Language handling in exports

tax-advisor Updated Tue Jul 14 2026 00:00:00 GMT+0000 (Coordinated Universal Time)

Exports preserve original-language vendor names and line items as-is. No automated translation. Column headers and status values are English (the posting-batch file for accounting software keeps that format's own conventions). The original document files are available as a ZIP of receipts, so anything that needs reading-in-language stays accessible.

When this article is for you

You're a tax advisor working with multi-locale clients — a client in Madrid invoicing French customers, a Berlin freelancer with Italian + Greek suppliers, a Warsaw consultancy with English + Polish + Czech documents. You want to know how TaxItEasy preserves the original-language information through the export pipeline, what gets normalised, and what stays as-is.

For the multi-currency story alongside multi-language (often the same clients), see multi-currency for cross-border clients. For the broader bulk-export flow, see bulk export as a tax advisor. For which export formats exist, see CSV and PDF export status.

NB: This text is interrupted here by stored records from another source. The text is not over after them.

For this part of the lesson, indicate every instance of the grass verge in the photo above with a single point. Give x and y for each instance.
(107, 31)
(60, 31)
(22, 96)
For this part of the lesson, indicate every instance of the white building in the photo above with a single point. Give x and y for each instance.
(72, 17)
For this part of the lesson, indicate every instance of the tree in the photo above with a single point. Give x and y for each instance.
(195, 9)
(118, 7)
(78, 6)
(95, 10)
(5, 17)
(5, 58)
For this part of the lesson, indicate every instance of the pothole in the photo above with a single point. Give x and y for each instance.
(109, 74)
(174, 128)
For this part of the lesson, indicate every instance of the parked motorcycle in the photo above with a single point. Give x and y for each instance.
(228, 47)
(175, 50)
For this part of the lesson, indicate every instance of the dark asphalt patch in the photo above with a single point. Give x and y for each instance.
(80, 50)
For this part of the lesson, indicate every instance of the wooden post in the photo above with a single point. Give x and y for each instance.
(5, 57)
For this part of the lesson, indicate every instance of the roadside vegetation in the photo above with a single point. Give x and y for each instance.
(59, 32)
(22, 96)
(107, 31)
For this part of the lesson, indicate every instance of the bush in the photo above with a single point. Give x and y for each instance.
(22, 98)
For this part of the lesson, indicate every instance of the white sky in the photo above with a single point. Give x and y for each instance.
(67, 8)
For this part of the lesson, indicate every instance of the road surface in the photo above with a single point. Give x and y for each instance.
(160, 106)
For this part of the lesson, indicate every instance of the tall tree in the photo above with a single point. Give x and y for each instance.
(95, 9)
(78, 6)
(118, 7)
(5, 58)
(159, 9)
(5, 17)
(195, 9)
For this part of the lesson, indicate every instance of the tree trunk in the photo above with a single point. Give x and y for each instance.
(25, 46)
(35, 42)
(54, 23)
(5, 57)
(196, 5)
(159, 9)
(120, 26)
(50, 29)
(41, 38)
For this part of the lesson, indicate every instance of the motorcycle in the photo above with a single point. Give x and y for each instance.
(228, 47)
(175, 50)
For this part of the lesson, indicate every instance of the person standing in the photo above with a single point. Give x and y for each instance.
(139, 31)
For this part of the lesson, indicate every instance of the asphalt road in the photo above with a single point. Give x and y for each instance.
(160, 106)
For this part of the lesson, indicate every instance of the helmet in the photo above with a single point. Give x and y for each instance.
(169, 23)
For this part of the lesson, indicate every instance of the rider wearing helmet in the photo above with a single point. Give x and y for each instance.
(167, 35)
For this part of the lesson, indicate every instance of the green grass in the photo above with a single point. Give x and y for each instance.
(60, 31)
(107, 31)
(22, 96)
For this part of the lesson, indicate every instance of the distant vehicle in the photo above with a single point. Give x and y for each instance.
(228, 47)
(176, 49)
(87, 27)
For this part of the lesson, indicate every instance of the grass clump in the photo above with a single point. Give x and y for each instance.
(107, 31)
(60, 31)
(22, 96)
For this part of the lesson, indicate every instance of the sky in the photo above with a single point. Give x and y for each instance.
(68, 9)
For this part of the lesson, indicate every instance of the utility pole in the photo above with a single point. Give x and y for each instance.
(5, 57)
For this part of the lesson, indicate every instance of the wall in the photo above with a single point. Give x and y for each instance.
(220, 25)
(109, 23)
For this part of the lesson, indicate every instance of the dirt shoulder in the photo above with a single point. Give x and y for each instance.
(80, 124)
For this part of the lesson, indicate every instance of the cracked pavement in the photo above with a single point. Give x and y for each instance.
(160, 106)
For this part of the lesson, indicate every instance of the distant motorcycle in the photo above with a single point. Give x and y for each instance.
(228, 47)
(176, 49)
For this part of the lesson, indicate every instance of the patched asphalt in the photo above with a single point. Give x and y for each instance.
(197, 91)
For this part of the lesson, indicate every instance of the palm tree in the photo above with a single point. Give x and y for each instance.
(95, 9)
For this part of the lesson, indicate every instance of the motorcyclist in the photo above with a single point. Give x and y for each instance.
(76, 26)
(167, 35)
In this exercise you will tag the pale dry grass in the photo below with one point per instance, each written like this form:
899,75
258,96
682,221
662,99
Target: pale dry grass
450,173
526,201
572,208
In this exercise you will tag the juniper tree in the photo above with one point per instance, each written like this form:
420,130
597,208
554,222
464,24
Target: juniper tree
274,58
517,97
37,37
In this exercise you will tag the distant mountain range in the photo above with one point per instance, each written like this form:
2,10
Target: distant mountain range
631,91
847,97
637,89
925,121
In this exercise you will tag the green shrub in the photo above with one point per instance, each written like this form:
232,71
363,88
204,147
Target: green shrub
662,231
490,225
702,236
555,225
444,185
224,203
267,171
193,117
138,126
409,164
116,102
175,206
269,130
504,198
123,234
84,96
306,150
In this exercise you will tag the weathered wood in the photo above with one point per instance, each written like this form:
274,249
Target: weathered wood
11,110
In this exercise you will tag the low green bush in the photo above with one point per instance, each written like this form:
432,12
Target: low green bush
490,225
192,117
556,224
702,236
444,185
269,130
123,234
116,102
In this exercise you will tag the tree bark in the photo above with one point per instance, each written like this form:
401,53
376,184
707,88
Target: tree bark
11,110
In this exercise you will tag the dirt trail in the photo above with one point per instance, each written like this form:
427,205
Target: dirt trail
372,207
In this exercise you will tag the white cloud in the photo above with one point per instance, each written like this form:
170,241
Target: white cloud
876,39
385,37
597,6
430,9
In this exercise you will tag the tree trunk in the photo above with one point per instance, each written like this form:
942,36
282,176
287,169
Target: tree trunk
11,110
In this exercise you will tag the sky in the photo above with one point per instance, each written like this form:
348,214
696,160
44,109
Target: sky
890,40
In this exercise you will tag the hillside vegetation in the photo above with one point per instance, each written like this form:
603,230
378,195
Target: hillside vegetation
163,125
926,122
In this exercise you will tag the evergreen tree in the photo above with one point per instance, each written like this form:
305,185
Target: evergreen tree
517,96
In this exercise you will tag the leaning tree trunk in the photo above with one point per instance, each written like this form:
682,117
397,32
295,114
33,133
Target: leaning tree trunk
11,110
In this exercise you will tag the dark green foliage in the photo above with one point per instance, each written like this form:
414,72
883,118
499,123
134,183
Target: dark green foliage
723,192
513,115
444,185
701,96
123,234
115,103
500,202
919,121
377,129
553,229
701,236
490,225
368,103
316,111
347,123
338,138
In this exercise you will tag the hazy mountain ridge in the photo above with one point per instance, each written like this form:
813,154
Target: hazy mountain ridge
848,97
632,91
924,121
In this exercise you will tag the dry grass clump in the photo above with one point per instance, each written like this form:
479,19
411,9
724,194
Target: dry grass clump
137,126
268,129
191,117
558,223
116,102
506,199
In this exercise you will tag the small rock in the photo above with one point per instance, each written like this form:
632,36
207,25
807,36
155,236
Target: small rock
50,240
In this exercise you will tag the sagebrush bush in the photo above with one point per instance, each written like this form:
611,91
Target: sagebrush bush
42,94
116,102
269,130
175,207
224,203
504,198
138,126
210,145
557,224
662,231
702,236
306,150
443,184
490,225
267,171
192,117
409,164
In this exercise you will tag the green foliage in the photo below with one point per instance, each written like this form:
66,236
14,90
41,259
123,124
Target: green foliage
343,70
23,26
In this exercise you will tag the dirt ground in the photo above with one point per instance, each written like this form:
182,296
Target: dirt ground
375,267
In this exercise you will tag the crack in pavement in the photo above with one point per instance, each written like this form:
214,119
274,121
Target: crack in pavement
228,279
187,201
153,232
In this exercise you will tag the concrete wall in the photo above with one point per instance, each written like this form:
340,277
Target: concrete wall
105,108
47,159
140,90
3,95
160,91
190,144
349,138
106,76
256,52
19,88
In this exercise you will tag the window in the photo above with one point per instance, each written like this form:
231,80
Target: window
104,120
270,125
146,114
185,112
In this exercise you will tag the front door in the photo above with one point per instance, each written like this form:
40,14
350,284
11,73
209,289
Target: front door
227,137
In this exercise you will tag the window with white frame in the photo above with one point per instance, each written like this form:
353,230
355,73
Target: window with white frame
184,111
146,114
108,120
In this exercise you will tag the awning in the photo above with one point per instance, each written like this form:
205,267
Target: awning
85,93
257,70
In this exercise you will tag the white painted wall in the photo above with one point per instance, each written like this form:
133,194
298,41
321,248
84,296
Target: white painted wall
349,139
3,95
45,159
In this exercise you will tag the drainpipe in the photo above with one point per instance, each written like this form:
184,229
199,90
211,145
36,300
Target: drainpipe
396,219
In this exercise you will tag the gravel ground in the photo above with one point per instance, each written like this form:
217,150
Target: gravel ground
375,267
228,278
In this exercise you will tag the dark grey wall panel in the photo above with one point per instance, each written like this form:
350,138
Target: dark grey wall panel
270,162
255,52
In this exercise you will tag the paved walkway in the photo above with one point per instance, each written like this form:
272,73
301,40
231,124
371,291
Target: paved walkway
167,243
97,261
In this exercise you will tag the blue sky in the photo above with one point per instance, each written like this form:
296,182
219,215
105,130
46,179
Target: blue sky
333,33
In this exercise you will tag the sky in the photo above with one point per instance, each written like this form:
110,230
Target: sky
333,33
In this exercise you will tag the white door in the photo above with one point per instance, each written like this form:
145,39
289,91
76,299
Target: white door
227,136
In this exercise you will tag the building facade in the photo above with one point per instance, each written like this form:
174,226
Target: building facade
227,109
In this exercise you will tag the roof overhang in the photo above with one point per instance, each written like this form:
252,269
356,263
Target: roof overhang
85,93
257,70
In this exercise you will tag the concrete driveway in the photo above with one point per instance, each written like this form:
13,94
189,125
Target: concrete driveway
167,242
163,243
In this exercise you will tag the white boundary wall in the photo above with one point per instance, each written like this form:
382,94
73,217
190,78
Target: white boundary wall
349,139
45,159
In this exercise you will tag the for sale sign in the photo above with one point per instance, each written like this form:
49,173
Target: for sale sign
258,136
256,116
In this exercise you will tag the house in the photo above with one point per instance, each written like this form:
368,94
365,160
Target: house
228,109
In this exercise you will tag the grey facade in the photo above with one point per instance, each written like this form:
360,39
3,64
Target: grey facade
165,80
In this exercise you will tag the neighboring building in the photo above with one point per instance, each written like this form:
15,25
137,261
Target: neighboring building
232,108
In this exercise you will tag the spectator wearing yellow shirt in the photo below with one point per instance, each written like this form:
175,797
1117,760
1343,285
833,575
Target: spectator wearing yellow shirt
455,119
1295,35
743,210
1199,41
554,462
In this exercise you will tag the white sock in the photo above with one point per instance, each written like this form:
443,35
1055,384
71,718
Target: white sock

What's English, what's original-language

The export files have a clear separation. The structure is in English (predictable for any downstream tool); the content extracted from documents stays in the language of the source document.

Always English

These are platform-side, always normalised:

Column headers — Invoice Number, Date, Due Date, Vendor, Net, VAT Rate, VAT, Gross, Currency, Status, Category, and so on.
Status values — pending / reviewed / flagged, paid / unpaid, matched / unmatched.
Categories — exported as their resolved English labels (never internal keys). Custom categories a company created export under the name they were given.
Metadata — export date, period parameters, report titles.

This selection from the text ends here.